Gleanings – May 17, 2019

Gleanings are some items I’ve found lying around the web that I’ve found helpful this week.

The Gospel in Iran

This is one of the most encouraging articles I have read in awhile, in regards to the power of Gospel in the face of overwhelming odds and staggering persecution. It’s amazing what God is doing in Iran. Most helpful may be Afshin Ziafat’s reminder to continue praying for the persecuted church, and for giving us practical ways to do so!

Hope for Pastors in Midlife

Pastoral wisdom from John Piper: “Join Paul in appealing to the highest power and authority in the universe to strengthen you ‘with all power, according to his glorious might, for all endurance and patience with joy’ (Colossians 1:11).
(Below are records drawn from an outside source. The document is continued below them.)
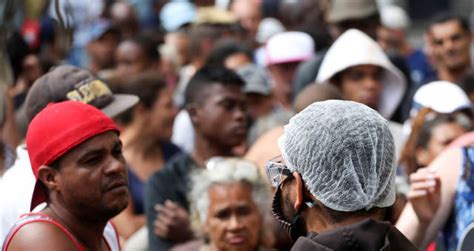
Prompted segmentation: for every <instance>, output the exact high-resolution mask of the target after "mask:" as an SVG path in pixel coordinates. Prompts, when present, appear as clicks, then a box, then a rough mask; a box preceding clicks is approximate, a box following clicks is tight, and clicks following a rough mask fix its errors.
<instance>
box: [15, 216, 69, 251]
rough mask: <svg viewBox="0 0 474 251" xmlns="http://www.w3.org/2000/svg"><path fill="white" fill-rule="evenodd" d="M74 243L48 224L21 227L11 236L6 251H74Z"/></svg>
mask: <svg viewBox="0 0 474 251" xmlns="http://www.w3.org/2000/svg"><path fill="white" fill-rule="evenodd" d="M75 249H76V247H75V245H74V242H73V241H72V240H71V239H70V238H69V237H68V236H67V234H66V233H65V232H64V231H63V230H62V229H61V228H59V227H58V226H56V225H53V224H51V223H48V222H31V223H28V224H26V225H23V226H22V227H21V228H20V229H19V230H18V231H17V232H16V233H15V234H14V236H13V238H12V239H11V241H10V245H9V247H8V249H7V250H15V251H16V250H38V251H41V250H51V251H55V250H57V251H59V250H75Z"/></svg>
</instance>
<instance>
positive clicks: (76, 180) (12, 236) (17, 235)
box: [2, 101, 129, 251]
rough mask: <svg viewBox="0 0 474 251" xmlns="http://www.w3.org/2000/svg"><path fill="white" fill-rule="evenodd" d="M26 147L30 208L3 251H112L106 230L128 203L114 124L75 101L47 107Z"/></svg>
mask: <svg viewBox="0 0 474 251" xmlns="http://www.w3.org/2000/svg"><path fill="white" fill-rule="evenodd" d="M26 143H27V145H28V154H29V157H30V160H31V166H32V170H33V173H34V174H35V177H36V185H35V188H34V192H33V198H32V201H31V208H34V207H35V206H36V205H38V204H40V203H42V202H46V203H47V206H46V208H45V209H43V210H42V211H41V212H38V213H29V214H25V215H23V216H22V218H21V219H20V221H19V222H18V223H17V224H16V225H15V226H14V227H13V228H12V230H11V231H10V233H9V234H8V236H7V239H6V241H5V243H4V246H3V248H2V250H4V251H7V250H53V251H54V250H112V249H115V250H116V249H117V247H118V245H119V244H118V243H117V238H116V236H113V235H114V234H113V233H109V232H108V231H105V232H104V229H105V227H106V225H107V224H110V223H108V221H109V220H110V219H111V218H112V217H114V216H115V215H117V214H118V213H120V211H122V210H123V209H124V208H125V207H126V206H127V203H128V198H129V194H128V181H127V171H126V168H125V159H124V157H123V155H122V143H121V141H120V139H119V137H118V129H117V127H116V125H115V123H114V122H113V121H112V120H111V119H110V118H108V117H107V116H106V115H105V114H104V113H102V112H101V111H100V110H98V109H97V108H95V107H93V106H90V105H86V104H83V103H81V102H77V101H65V102H60V103H55V104H50V105H48V106H47V107H46V108H45V109H43V110H42V111H41V112H40V113H38V114H37V115H36V116H35V117H34V119H33V120H32V121H31V123H30V125H29V128H28V132H27V136H26Z"/></svg>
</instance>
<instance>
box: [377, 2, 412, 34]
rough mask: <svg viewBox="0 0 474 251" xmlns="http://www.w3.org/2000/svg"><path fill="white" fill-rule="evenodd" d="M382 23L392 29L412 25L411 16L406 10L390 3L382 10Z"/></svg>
mask: <svg viewBox="0 0 474 251" xmlns="http://www.w3.org/2000/svg"><path fill="white" fill-rule="evenodd" d="M380 19H381V21H382V25H383V26H385V27H387V28H391V29H405V28H407V27H408V26H409V25H410V18H409V17H408V15H407V13H406V12H405V10H403V9H402V8H400V7H398V6H396V5H388V6H385V7H383V8H382V9H381V10H380Z"/></svg>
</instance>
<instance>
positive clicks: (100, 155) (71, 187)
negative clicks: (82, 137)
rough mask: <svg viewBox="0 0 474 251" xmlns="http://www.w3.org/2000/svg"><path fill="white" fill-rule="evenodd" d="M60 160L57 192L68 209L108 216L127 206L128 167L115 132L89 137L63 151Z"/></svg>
mask: <svg viewBox="0 0 474 251" xmlns="http://www.w3.org/2000/svg"><path fill="white" fill-rule="evenodd" d="M59 163H60V164H59V166H60V167H59V171H58V172H57V174H56V175H57V179H58V181H57V191H56V192H57V194H58V196H57V197H58V201H59V203H61V204H63V206H64V207H65V208H66V209H67V210H68V211H70V212H72V213H73V214H75V215H80V216H81V217H82V218H83V219H89V220H94V219H107V220H108V219H110V218H112V217H113V216H115V215H117V214H118V213H120V212H121V211H122V210H123V209H125V207H126V206H127V204H128V198H129V194H128V180H127V170H126V168H125V159H124V157H123V155H122V142H121V141H120V139H119V138H118V135H117V133H116V132H111V131H110V132H105V133H102V134H99V135H97V136H94V137H93V138H91V139H88V140H87V141H85V142H84V143H81V144H80V145H78V146H76V147H75V148H73V149H72V150H70V151H69V152H67V153H66V154H64V155H63V156H62V157H61V159H60V162H59ZM53 203H54V202H53Z"/></svg>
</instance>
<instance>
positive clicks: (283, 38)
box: [265, 31, 314, 65]
mask: <svg viewBox="0 0 474 251" xmlns="http://www.w3.org/2000/svg"><path fill="white" fill-rule="evenodd" d="M313 55H314V40H313V38H311V36H310V35H308V34H306V33H304V32H299V31H288V32H282V33H278V34H276V35H274V36H272V37H271V38H270V39H269V40H268V42H267V44H266V46H265V57H266V62H265V63H266V65H272V64H281V63H291V62H301V61H305V60H308V59H310V58H311V57H313Z"/></svg>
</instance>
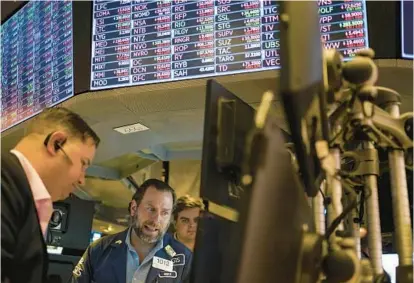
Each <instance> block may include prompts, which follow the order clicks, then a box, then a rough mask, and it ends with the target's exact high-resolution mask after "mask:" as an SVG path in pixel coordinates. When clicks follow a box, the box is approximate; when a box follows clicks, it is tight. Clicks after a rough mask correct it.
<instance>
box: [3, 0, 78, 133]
mask: <svg viewBox="0 0 414 283" xmlns="http://www.w3.org/2000/svg"><path fill="white" fill-rule="evenodd" d="M1 39H2V40H1V51H0V54H1V130H2V131H4V130H6V129H8V128H10V127H12V126H14V125H16V124H18V123H20V122H22V121H23V120H26V119H28V118H30V117H32V116H33V115H35V114H37V113H39V112H41V111H42V109H44V108H45V107H50V106H53V105H56V104H58V103H60V102H62V101H63V100H65V99H67V98H69V97H71V96H73V93H74V91H73V44H72V42H73V35H72V2H70V1H31V2H28V3H27V4H26V5H24V6H23V7H22V8H21V9H20V10H19V11H18V12H17V13H16V14H14V15H13V16H12V17H11V18H10V19H8V20H7V21H6V22H5V23H4V24H3V25H2V26H1Z"/></svg>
Endurance! Endurance! With joy! That is the need of these years. Only God can do this.”

Why We Need Frog and Toad

A brilliant analysis of children’s literature and the culture that produces it, again from Joshua Gibbs: “children’s books have become increasingly squeamish when it comes to addressing genuine human problems, let alone the idea that vice must be painfully overcome through virtue.”
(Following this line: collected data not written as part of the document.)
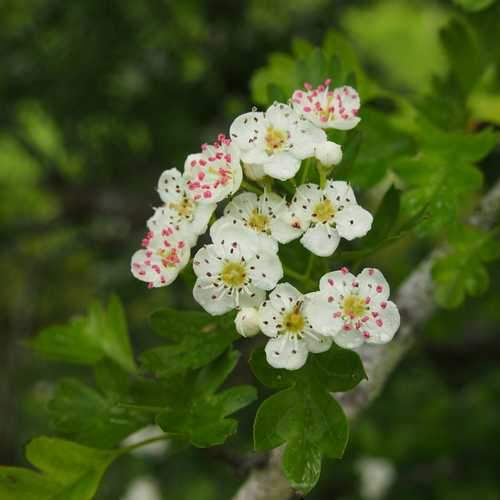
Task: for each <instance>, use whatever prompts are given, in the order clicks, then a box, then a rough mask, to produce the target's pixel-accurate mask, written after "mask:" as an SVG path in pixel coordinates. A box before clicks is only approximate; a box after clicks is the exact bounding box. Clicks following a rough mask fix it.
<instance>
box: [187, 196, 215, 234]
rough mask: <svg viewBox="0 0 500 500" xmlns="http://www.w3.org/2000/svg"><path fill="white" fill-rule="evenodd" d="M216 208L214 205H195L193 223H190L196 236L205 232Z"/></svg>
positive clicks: (192, 221)
mask: <svg viewBox="0 0 500 500" xmlns="http://www.w3.org/2000/svg"><path fill="white" fill-rule="evenodd" d="M216 207H217V204H216V203H203V204H201V203H200V204H197V205H196V207H195V209H194V213H193V221H192V222H191V229H192V230H193V232H194V233H196V235H200V234H203V233H204V232H205V231H206V230H207V227H208V223H209V222H210V217H212V214H213V213H214V211H215V209H216Z"/></svg>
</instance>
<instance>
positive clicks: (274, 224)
mask: <svg viewBox="0 0 500 500" xmlns="http://www.w3.org/2000/svg"><path fill="white" fill-rule="evenodd" d="M270 227H271V234H272V235H273V238H274V239H275V240H276V241H279V242H280V243H283V244H286V243H289V242H290V241H292V240H295V239H297V238H298V237H299V236H300V235H301V234H302V233H303V231H302V230H301V229H297V228H295V227H292V226H291V225H290V224H289V223H287V222H285V221H284V220H281V218H278V219H275V220H273V221H272V222H271V224H270Z"/></svg>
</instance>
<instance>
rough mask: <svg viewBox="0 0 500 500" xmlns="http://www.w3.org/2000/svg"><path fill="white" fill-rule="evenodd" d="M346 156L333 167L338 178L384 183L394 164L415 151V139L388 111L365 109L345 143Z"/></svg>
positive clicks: (336, 176)
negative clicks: (412, 139)
mask: <svg viewBox="0 0 500 500" xmlns="http://www.w3.org/2000/svg"><path fill="white" fill-rule="evenodd" d="M344 150H345V151H344V153H345V155H346V157H345V158H344V159H343V160H342V162H341V163H340V165H339V166H338V167H335V168H334V169H333V172H332V173H333V176H334V178H335V179H339V180H340V179H342V180H346V181H349V182H351V183H352V184H353V185H355V186H356V187H358V188H368V187H371V186H373V185H375V184H377V183H378V182H380V181H381V180H382V179H383V178H384V177H385V175H386V173H387V172H388V170H389V169H390V168H391V166H392V163H393V162H394V161H395V160H397V159H398V158H400V157H401V156H402V155H408V154H412V153H413V152H414V151H415V146H414V143H413V140H412V139H411V138H410V137H409V136H408V135H407V134H405V133H404V132H401V131H400V130H398V129H397V128H396V127H395V126H393V125H392V124H391V122H390V120H389V118H388V116H387V114H386V113H381V112H379V111H374V110H372V109H367V108H365V109H364V110H363V112H362V119H361V122H360V124H359V125H358V126H357V127H356V130H355V131H353V132H349V133H348V135H347V138H346V142H345V144H344Z"/></svg>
Christians and Pornography

This is a difficult read, not for the squeamish or easily-offended [due warning given!]. However, it is an eye-opening look, from a secular sociologist of religion, at the effects of pornography use on conservative Protestants. I obviously don’t agree with most of his conclusions (following the general truth of scientific inquiry that “is” does not equal “ought”). This one is both telling and not surprising: “After looking at pornography for a long enough time, they started to back away from their faith a little bit. They were less likely to pray, less likely to attend church, less likely to feel like God is playing an important part in their lives.” Our idols tend to do that, don’t they? The solution to this problem is not–as a social scientist might argue–“lighten up, boys,” but rather, “Repent!”

Censuring Facebook?

I thought I was all alone in thinking that it was ridiculous to criticize Facebook for censoring content, since they are a private company, not the government. The debate is bigger than my understanding, heating up with a recent op-ed in the New York Times from Facebook Co-founder Chris Hughes as well as a response from Facebook VP Nick Clegg. All that to point out the issues are big, but government intervention in regards to censorship by a private corporation–to me–seems to amount to congressional hearings on steroid use in Major League Baseball. Just odd.